Top-Storys: Auf dem Schirm
Gangsta: Die international erfolgreiche Rapperin Loredana wurde am 7. Mai in Luzern verhaftet. Zusammen mit ihrem Bruder soll sie über Jahre hinweg ein Walliser Ehepaar erpresst und um 700’000 Franken erleichtert haben. «20 Minuten» zeichnet den schockierenden Fall (mit ungewöhnlich vielen Zeichen) präzise nach.
Demolikratie: Der Handybildschirm ist voller Push-Meldungen – kennen Sie das?
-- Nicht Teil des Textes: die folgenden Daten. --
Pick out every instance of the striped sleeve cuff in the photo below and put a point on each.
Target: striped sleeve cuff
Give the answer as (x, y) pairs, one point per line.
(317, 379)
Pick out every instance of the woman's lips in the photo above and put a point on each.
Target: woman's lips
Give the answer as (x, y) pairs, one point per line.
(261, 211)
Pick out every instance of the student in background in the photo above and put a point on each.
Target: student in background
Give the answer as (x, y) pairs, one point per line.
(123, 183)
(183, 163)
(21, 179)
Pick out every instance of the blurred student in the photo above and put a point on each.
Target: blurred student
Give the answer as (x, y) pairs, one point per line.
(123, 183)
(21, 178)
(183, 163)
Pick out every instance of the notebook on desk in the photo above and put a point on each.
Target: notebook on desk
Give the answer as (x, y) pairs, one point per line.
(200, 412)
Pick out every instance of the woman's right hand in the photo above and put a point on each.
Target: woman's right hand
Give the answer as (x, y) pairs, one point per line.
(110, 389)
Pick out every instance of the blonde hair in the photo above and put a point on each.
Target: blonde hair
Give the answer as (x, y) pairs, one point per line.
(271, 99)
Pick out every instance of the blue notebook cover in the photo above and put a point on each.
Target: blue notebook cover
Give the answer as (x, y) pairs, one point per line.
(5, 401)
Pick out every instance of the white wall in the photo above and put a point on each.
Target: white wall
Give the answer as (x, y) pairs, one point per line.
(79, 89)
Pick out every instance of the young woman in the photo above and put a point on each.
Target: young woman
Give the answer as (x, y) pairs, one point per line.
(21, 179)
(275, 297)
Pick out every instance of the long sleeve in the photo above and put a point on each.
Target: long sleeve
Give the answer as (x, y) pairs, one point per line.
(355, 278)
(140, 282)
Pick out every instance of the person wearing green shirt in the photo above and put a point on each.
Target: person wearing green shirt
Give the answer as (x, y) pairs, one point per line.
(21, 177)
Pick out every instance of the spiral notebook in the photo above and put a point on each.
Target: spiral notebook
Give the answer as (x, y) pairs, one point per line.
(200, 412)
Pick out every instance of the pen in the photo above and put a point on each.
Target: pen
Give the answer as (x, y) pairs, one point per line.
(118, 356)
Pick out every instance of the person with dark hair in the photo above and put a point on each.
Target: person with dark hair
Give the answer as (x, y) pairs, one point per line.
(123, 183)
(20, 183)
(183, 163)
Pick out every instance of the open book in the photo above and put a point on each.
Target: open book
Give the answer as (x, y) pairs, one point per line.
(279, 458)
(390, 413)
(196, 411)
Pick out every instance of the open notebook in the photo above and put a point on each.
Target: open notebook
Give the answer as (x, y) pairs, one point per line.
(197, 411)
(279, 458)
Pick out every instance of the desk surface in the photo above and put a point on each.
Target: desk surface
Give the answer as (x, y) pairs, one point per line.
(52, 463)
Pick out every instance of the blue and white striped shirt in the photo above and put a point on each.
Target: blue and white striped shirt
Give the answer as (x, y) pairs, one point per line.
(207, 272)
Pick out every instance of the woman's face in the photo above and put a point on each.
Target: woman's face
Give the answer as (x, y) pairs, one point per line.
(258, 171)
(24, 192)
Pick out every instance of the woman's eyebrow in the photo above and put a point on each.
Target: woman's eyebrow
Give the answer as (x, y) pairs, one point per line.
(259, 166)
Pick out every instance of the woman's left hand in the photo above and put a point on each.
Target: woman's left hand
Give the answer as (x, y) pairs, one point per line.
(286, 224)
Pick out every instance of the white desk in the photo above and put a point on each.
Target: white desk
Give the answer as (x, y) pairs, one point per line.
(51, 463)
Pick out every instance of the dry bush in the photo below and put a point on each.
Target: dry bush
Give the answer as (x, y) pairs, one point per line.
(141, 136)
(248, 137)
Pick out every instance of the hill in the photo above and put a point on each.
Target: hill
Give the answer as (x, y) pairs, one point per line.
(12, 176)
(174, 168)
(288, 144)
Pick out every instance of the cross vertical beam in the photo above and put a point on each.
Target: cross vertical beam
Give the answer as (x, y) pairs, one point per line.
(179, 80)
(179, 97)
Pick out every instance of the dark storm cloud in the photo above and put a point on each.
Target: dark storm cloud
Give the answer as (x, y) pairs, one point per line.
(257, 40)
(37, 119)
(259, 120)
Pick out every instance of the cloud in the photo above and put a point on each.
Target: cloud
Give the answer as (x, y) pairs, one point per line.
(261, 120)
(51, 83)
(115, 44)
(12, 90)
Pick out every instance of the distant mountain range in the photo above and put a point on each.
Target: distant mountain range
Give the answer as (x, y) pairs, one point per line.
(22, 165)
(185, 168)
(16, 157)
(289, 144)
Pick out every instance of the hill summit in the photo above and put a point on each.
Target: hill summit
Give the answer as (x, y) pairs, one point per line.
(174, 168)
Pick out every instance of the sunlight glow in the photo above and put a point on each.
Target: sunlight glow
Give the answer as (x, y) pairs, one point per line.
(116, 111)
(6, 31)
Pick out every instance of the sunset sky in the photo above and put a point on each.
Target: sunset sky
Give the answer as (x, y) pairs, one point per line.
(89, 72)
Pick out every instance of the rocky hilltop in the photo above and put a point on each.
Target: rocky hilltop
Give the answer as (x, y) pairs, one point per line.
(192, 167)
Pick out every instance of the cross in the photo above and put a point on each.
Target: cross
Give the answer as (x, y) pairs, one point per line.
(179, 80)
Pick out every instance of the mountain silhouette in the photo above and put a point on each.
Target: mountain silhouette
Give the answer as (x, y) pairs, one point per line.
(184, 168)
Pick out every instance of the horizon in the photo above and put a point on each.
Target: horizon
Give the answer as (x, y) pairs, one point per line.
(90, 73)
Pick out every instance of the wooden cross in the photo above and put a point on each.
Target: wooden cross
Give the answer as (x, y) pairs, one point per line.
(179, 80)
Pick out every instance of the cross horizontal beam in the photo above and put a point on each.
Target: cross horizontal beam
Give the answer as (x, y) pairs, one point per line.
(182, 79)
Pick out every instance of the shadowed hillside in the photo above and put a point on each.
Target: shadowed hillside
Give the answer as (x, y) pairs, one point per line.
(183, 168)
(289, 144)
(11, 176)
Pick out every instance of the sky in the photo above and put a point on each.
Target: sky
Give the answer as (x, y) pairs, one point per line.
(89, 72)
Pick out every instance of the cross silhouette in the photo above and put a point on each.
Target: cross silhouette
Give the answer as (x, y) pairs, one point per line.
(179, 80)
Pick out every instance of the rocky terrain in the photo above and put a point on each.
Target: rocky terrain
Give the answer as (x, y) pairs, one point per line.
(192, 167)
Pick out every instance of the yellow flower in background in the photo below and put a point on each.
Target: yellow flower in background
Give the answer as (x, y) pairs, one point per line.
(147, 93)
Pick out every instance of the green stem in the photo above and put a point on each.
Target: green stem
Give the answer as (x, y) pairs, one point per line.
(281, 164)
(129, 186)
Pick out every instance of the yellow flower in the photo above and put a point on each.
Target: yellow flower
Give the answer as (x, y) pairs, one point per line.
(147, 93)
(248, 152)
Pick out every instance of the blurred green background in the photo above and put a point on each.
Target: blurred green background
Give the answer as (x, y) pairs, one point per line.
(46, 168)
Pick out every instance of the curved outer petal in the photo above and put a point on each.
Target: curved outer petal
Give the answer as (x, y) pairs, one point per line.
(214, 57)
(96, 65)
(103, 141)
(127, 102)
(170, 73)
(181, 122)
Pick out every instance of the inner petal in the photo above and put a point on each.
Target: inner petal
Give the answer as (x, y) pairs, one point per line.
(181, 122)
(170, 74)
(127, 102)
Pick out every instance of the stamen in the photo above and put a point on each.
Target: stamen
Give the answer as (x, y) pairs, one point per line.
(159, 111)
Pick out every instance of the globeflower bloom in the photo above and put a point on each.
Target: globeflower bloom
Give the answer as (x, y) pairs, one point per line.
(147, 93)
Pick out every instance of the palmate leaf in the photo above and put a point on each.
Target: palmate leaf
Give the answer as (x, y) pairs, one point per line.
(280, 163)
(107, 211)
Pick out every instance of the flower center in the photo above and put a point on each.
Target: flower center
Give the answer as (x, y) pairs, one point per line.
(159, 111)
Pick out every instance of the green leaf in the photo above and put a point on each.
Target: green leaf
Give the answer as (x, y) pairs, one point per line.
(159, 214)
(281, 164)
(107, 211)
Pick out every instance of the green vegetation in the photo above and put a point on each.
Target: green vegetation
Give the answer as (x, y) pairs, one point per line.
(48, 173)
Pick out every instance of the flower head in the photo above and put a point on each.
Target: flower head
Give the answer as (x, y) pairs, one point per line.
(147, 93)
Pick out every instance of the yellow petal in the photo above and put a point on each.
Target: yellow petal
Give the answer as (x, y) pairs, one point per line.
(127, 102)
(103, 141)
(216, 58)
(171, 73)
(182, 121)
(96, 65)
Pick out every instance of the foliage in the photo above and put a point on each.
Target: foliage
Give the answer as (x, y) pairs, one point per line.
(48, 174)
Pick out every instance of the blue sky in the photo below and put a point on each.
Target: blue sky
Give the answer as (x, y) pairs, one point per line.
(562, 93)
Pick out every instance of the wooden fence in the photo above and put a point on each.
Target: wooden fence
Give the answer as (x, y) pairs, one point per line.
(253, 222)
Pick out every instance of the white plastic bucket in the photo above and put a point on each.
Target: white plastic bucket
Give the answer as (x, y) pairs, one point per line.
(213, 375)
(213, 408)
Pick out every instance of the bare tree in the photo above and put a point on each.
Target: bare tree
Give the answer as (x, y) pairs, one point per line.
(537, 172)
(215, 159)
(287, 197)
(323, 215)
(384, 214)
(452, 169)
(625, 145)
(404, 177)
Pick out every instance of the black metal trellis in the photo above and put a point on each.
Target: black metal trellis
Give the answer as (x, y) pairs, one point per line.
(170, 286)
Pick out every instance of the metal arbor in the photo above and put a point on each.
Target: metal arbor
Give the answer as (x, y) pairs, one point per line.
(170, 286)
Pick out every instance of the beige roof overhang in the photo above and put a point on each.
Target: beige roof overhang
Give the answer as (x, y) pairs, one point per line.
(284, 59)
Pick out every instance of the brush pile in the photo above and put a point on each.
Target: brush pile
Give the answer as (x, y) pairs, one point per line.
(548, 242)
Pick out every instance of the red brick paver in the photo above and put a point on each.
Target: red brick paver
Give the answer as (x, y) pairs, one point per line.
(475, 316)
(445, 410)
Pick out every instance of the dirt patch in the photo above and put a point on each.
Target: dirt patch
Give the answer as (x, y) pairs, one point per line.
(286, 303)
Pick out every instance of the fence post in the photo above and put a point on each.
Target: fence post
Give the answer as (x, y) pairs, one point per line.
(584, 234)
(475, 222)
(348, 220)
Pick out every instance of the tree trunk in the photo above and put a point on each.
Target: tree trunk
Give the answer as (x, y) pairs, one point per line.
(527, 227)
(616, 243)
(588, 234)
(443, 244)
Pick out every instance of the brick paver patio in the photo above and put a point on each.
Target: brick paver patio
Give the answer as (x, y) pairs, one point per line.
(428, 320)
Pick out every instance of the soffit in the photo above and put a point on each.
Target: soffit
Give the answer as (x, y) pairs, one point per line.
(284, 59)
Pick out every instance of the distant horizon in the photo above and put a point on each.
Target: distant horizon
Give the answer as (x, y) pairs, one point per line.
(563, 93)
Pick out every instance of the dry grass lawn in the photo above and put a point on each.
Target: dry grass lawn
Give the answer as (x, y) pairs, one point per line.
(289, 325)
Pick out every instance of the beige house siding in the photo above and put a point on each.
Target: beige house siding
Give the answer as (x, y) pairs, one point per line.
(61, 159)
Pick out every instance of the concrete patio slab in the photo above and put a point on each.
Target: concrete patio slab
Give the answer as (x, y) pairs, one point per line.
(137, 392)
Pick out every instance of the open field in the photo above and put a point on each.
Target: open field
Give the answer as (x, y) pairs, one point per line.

Das ist im ersten Moment nervig. Aber die heutige Allgegenwärtigkeit von Nachrichten nervt nicht nur. Sie könnte, so nachzulesen im «Guardian», sogar unsere Demokratie gefährden.
Im Westen was Neues: Dass nach dem Mauerfall viele Deutsche von Ost nach West gingen, ist keine Neuigkeit. Aber wohin gingen sie genau? Und wie viele gehen heute? «Zeit online» liefert erstmals Antworten in einem datenjournalistischen Glanzstück.
Frühlingsputz: Im Kampf gegen Missinformation auf den eigenen Plattformen steht Facebook meist auf verlorenem Posten. Jetzt handelt das Techunternehmen proaktiv, wie «Atlantic» berichtet: Auf den Netzwerken Facebook und Instagram hat es Profile von amerikanischen Rechtsextremen und Verschwörungstheoretikern gelöscht.
Mus♀️k: Liebe Punkmusik, wo zur Hölle sind deine Frauen? Hier sind sie, und sie haben viel zu sagen über Vorurteile, Sexismus und Widerstand im Business. Eine Multimediastory der «New York Times» mit taffen Frauen und gutem Sound, eingebettet in richtig gute 90er-Jahre-Grunge-Optik.